A study of the tax systems in the EAC by the Southern and Eastern Africa Trade Information and Negotiations Institute, SEATINI, found that the main impediment to implementing this is the failure to apply the EAC Code of Ethics and fear of losing national revenues among others.
SEATINI Uganda Executive Director, Jane Nalunga told a Post-EAC Budget Dialogue that the EAC also has no guiding principles for implementing certain policies.
Taxes that have caused controversies in the region include excise duties on goods produced within the region, as well as the varying rates of Value Addition Tax and recently, Capital Gains Tax.
Kenya, for example, charges a VAT of 16%, while the rest of the countries impose 16% on the products produced within their countries and later sold to other partner countries.

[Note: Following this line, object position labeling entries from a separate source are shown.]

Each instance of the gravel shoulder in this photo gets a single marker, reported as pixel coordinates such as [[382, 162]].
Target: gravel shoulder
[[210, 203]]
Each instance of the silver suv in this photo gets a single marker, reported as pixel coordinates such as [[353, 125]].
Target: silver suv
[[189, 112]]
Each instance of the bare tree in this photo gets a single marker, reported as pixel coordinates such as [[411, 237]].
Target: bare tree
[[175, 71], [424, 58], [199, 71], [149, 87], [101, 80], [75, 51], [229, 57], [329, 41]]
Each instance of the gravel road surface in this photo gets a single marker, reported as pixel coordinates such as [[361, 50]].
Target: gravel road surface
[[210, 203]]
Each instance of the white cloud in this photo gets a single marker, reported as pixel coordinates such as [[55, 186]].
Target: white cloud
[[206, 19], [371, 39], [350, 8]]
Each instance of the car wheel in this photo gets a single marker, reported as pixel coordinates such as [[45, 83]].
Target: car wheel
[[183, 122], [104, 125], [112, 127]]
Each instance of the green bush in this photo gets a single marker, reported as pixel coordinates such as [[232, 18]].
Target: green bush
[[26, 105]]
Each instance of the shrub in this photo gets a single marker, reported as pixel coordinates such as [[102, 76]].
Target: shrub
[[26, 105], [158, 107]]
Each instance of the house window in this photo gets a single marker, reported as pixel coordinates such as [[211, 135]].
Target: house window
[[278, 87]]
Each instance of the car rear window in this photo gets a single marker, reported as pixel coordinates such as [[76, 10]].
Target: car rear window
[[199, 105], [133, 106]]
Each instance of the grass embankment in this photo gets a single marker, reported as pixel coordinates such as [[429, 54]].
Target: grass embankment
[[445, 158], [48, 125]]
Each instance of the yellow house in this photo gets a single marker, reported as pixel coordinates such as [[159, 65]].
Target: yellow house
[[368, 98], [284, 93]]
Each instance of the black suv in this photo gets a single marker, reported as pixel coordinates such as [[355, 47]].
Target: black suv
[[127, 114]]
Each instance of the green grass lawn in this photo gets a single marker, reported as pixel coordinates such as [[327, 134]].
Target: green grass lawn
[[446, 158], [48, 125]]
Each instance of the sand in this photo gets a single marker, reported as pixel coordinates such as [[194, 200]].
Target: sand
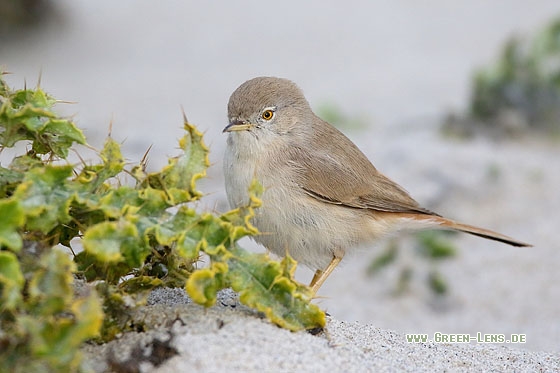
[[232, 338]]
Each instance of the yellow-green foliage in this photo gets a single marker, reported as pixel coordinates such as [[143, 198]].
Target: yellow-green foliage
[[131, 241]]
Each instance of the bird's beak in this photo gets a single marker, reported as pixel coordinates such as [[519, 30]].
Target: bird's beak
[[237, 125]]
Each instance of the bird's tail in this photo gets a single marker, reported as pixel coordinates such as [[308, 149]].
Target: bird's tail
[[481, 232]]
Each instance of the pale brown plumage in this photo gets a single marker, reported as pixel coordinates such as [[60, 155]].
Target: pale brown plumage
[[322, 194]]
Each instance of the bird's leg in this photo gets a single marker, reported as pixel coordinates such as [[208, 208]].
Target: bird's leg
[[321, 275]]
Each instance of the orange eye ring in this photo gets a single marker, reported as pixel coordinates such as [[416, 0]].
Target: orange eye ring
[[268, 114]]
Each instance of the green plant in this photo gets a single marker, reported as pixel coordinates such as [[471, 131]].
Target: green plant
[[431, 246], [135, 231], [525, 80]]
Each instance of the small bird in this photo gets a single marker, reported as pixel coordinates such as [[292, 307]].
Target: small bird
[[322, 196]]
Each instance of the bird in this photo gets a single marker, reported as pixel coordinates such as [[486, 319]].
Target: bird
[[322, 196]]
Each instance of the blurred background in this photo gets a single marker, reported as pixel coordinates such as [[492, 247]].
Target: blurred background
[[396, 77]]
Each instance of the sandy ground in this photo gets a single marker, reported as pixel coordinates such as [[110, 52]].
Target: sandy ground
[[231, 338], [399, 66]]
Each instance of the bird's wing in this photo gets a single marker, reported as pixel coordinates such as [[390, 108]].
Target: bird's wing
[[337, 172]]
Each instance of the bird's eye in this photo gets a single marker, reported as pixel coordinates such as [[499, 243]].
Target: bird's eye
[[267, 114]]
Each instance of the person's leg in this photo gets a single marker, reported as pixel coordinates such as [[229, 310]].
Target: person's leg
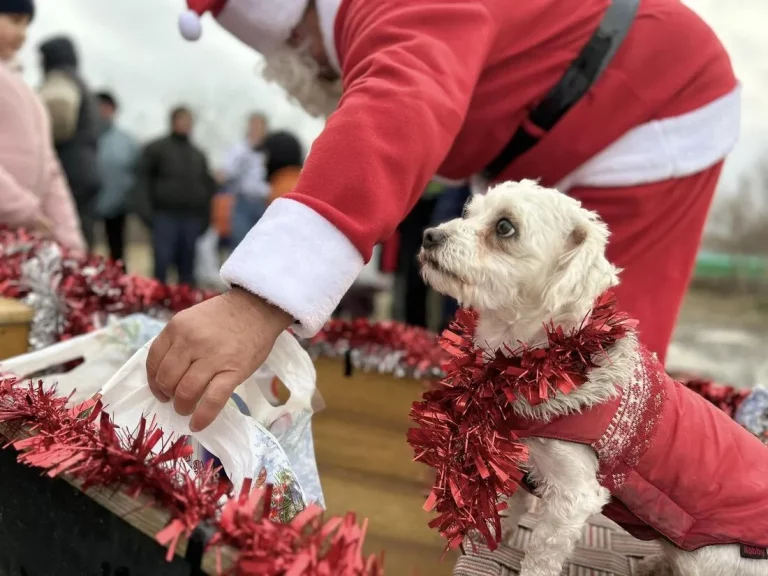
[[655, 230], [87, 216], [245, 214], [164, 241], [191, 228], [115, 230]]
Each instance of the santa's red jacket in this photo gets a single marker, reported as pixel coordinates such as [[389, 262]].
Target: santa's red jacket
[[440, 86], [677, 467]]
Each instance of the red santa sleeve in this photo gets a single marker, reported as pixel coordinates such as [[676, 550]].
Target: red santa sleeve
[[409, 71]]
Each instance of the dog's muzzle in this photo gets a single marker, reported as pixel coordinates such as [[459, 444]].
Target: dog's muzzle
[[433, 238]]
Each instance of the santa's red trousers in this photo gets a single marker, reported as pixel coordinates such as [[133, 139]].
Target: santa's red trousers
[[655, 234]]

According to URA Commissioner Customs Abel Kagumire, this makes Kenya’s products cheaper than those of other countries, and in the end, promote smuggling.
He however says that harmonization does not mean similar or equal tax rates, but the similarity in the tax policies. This helps to prevent any national tax measures that would harm the free movement of goods, services and capital within the EAC.
Nalunga noted the need to develop an online platform that tracks tax amendments across the region saying that this would greatly support easy comparisons and subsequently early interventions against harmful tax measures.
She says that otherwise, without harmonization, regional integration cannot succeed.
However, Kagumire noted that it is difficult to harmonize some policies because the different levels of development in the region mean some needs of the countries are specific to those countries. “It is important to appreciate that we are at different levels of development as partners. As we are implementing tax harmonization, we need to consider the possibility of having centralized revenue administration collection. That is the big picture”, he said.
Kagumire says until the region implements a system of joint revenue collections, as well as harmonize other policies, competition will persist.
He also says that regional integration can never be achieved without tax harmonization because it helps mitigate tax competition and also reduce the appetite to smuggle if one country has unfavourable tax regimes. Nalunga also says that as companies are given tax incentives, it’s very important for them to provide a good working environment for the countries to achieve this tax harmonization.
Tax harmonization involves adjusting tax systems of different jurisdictions in the pursuit of a common policy objective.
Of the East African countries, Uganda has moved furthest in implementing EAC protocols relating to tax, trade and movement of persons, according to the study by SEATINI.
Leonard Wanyama, the Coordinator of the East Africa Tax and Governance Network said there is a lot of lack of political will amongst the countries, calling on them to take the example of Uganda.